Image Captioning with LSTM

This is a partial implementation of "Show and Tell: A Neural Image Caption Generator" (http://arxiv.org/abs/1411.4555), borrowing heavily from Andrej Karpathy's NeuralTalk (https://github.com/karpathy/neuraltalk)

This example consists of three parts:

COCO Preprocessing - prepare the dataset by precomputing image representations using GoogLeNet
RNN Training - train a network to predict image captions
Caption Generation - use the trained network to caption new images

Output

This notebook prepares the dataset by extracting a vector representation of each image using the GoogLeNet CNN pretrained on ImageNet.

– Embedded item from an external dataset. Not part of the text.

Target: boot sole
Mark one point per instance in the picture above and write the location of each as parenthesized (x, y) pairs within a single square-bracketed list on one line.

A link to download the final result is given in the next notebook.

Prerequisites

To run this notebook, you'll need to download the MSCOCO training and validation datasets, and unzip them into './coco/'.

The captions should be downloaded as well and unzipped into './captions/'



In [1]:

    
import sklearn
import numpy as np
import lasagne
import skimage.transform

from lasagne.utils import floatX

import theano
import theano.tensor as T

import matplotlib.pyplot as plt
%matplotlib inline

import json
import pickle









    



Using gpu device 0: GeForce GTX 770 (CNMeM is disabled)

Functions for building the GoogLeNet model with Lasagne are defined in googlenet.py:



In [2]:

    
import googlenet

We need to download parameter values for the pretrained network



In [3]:

    
!wget https://s3.amazonaws.com/lasagne/recipes/pretrained/imagenet/blvc_googlenet.pkl









    



--2015-08-28 16:43:21--  https://s3.amazonaws.com/lasagne/recipes/pretrained/imagenet/blvc_googlenet.pkl
Resolving s3.amazonaws.com (s3.amazonaws.com)... 54.231.32.248
Connecting to s3.amazonaws.com (s3.amazonaws.com)|54.231.32.248|:443... connected.
HTTP request sent, awaiting response... 200 OK
Length: 28029725 (27M) [binary/octet-stream]
Saving to: ‘blvc_googlenet.pkl’

100%[======================================>] 28,029,725  10.2MB/s   in 2.6s   

2015-08-28 16:43:24 (10.2 MB/s) - ‘blvc_googlenet.pkl’ saved [28029725/28029725]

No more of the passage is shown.